Bunu da biraz önce yüzdelik rakamlarıyla belli ettim kaygılarımızı ama bu tabloda yüzdelik rakamların ötesinde ciddi anlamda başka bir somut örnek de vermek istiyorum. Burada, böyle bir sistemde yüzde 10'un altında, örneğin 50 milyon geçerli seçmenin olduğu bir yerde 4 milyon 900 bin oy alan parti, bir anlamda milletvekili çıkartamayabilir yüzde 10'u aşmadığı için. Parlamentoda temsil anlamında, seçim hukukunun en temel argümanlarından olan temsilde adalet, bu kuralı ihlal edebilir ve Parlamentoya giremeyebilir. Ama aynı düzenlemede yüz bin oy alan veya elli bin oy alan bir parti, milletvekili temsili anlamında Parlamentoda temsil edilebilir. Bu anlamda ciddi bir çelişki olduğunu bir kere daha tekrarlamak istiyoruz. Bu çelişkinin mutlaka giderilmesi gerekir.

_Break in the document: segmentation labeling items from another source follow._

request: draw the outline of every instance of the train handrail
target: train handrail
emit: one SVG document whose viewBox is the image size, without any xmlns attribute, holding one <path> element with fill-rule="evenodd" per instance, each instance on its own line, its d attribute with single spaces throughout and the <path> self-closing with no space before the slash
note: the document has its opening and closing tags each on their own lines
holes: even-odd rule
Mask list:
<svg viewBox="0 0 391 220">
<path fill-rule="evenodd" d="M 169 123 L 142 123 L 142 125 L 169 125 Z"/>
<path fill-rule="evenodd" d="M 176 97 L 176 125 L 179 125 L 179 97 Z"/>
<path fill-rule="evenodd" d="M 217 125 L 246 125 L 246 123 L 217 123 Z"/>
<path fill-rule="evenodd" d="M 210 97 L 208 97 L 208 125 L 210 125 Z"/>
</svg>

Özellikle, ilk başta mühürsüz oyların, mühürsüz pusulaların... Sandık kurulunun mührünün olmadığı pusulalarla oy kullanılmasında, her ne kadar ilçe seçim kurulu veya Yüksek Seçim Kurulunun filigranı geçerli sayılsa da bu ülkede -ilginç bir ironi yapması açısından belki, bu örneği arkadaşlar verdiler- mühürsüz yumurtaların bile hakkında cezai işlem yapıldığı bir ülkede mühürsüz oylarla alakalı bu düzenleme gerçekten ilginç bir ironidir. Yani bugün mühürsüz yumurtayla alakalı, bir yerde yakalasınlar, hemen cezai işlem yapıyor zabıta "Bunu nasıl böyle yapıyor?" diye. Bu ülkede oyun yumurta kadar bir değeri yoktur, çok garip bir şey yani. O anlamda, bunun çarpıcı bir örnek olması açısından, tutanaklara geçmesi açısından yararlı olacağını düşünüyorum. O nedenle, biz özellikle sandık başkanlarının kamuda olması, diğer taraftan, mühürsüz oylarla alakalı tereddütler... Bir arkadaşımız, bir milletvekili arkadaşımız önceki saatlerde değerlendirme yapıyorken kamu görevlilerinin iktidar partisinden olacağı gerçeğinden hareketle bu kaygıyı duyduğumuzu ifade ettiler. Buna katılmıyoruz yani böyle bir kelimenin kullanıldığını sanmıyorum muhalefetteki herhangi bir arkadaşımız tarafından. Burada olan şudur: Burada bir kamu görevlisinin hangi türlü siyasal iktidar olursa olsun -yani bugün için değil, siyasi iklim yarın başka türlü olabilir- orada, o sandık kurulunda bağımsız olmasını beklemek, hele de bu siyasal iklimde çok mantıklı ve makul değildir. Gene, böyle bir tabloda, önceye göre karşılaştırıldığı zaman, devlet memurluğunun yanında "parti memurluğu" diye yeni bir kavramın çıkmış olduğunu, sübjektif değerlendirmelerin yapıldığı bir olayda, pratikte hep beraber göreceğiz ve izleyeceğiz. Temennim bu konuda yanılmaktır.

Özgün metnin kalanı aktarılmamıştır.